14-Center Study Finds Key Genes Linked to Different Forms of Pediatric Cardiomyopathy
Published February 2022 | American Journal of Human Genetics
While both children and adults can develop cardiomyopathy, until now, most knowledge about risk genes causing the condition have been derived from adult studies. That landscape has changed since the Pediatric Cardiomyopathy Registry Study Group conducted a 14-center exome sequencing project involving 528 children suffering from distinct forms of cardiomyopathy and at high risk of needing a heart transplant. Data analyses were led by Surbhi Bhatnagar, PhD student, as a co-first author, and by Lisa Martin, PhD, Division of Human Genetics, and Bruce Aronow, PhD, co-director, Computational Medicine Center, as co-senior authors. When comparing affected genes among these children to an existing list of known genes linked to cardiomyopathy, only 32% of the cohort displayed risk variants. However, comparing the children to a wider set of candidate genes—compiled using a gene, protein, cell, and multi-population human gene variation network analysis approach—revealed that 56% of the cohort carried potentially causal genes and damaging variants.
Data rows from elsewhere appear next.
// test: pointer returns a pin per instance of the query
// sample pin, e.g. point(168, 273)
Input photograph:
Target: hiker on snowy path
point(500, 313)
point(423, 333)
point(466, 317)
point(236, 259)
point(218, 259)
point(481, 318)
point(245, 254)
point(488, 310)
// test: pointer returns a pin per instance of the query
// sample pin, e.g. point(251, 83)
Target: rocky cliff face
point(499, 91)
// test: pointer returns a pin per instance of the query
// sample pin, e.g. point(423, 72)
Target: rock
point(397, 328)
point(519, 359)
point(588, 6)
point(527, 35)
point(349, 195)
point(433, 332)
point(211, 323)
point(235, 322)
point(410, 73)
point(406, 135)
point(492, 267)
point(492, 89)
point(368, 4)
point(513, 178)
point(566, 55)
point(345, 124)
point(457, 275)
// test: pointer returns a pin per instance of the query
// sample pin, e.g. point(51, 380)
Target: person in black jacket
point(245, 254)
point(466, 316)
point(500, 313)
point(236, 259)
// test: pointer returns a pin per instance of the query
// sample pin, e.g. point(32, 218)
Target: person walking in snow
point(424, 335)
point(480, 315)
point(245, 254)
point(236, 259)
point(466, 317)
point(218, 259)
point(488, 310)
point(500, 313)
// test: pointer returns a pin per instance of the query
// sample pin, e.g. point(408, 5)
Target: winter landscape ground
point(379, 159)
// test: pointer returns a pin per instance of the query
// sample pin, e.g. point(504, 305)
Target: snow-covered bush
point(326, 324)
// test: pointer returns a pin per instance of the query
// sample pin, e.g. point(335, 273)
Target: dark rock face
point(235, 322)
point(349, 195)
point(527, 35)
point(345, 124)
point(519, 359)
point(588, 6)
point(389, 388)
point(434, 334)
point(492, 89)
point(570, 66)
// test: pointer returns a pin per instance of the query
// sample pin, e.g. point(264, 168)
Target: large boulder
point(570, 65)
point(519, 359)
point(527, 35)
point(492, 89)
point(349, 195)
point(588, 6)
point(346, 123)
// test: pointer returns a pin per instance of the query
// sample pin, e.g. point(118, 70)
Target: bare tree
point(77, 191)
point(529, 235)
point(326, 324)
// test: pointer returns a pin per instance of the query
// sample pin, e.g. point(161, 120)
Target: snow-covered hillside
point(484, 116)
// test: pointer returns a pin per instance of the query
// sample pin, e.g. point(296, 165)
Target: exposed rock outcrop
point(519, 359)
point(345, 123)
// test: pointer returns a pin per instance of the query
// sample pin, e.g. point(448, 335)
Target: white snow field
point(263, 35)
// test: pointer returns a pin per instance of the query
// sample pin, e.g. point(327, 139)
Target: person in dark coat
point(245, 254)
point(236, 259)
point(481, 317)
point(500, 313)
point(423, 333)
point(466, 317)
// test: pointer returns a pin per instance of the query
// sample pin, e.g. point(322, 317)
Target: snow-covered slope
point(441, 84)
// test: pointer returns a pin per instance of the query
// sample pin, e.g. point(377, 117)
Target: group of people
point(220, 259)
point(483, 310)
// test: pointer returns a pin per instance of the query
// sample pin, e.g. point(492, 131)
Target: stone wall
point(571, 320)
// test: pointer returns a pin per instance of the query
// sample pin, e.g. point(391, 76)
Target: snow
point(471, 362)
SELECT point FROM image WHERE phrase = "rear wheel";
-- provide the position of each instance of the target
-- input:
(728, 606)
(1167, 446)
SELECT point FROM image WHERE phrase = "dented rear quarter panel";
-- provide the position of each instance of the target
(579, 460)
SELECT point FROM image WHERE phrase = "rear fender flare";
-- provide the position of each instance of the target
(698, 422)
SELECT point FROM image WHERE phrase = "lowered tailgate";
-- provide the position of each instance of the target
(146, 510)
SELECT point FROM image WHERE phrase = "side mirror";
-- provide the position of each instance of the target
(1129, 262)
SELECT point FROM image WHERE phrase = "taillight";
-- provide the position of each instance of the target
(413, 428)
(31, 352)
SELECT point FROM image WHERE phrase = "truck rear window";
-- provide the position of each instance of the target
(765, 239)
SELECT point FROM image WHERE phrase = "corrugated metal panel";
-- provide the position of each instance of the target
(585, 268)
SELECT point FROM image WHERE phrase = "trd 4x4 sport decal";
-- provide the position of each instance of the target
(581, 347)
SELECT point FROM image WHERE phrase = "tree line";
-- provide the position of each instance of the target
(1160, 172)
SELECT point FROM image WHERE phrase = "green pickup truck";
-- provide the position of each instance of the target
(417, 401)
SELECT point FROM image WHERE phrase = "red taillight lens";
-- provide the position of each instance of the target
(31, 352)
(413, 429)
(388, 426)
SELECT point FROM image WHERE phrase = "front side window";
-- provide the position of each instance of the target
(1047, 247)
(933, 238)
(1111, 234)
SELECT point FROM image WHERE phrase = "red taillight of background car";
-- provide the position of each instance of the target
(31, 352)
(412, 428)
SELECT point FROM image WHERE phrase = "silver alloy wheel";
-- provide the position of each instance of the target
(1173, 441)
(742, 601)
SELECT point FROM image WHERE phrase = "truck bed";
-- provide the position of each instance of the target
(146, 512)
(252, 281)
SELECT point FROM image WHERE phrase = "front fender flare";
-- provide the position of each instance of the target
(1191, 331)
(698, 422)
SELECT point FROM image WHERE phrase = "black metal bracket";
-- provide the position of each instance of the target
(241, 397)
“These results suggest that while current clinical genetic testing is warranted, more research on the genes of cardiomyopathy is needed. Future studies should include wider diversity. Further, larger sample sizes will enable us to evaluate the impact of harboring multiple damaging variants,” says Martin. The yield of risk genes detected varied by ancestry, type of cardiomyopathy, and age. For example, patients with European ancestry and hypertrophic cardiomyopathy showed higher yields. The most commonly found variants involved the genes MYH7 and MYBPC3. However, no MYBPC3 variants were found in children of African descent. Other Cincinnati Children’s co-authors included Erin Miller, MS, CGC, Phillip Dexheimer, PhD student, and Jeffrey Towbin, MD (now with Le Bonheur Children’s Hospital). All exome sequencing was performed at Cincinnati Children’s. The team also used the ToppGene suite, developed at Cincinnati Children’s, to analyze candidate genes.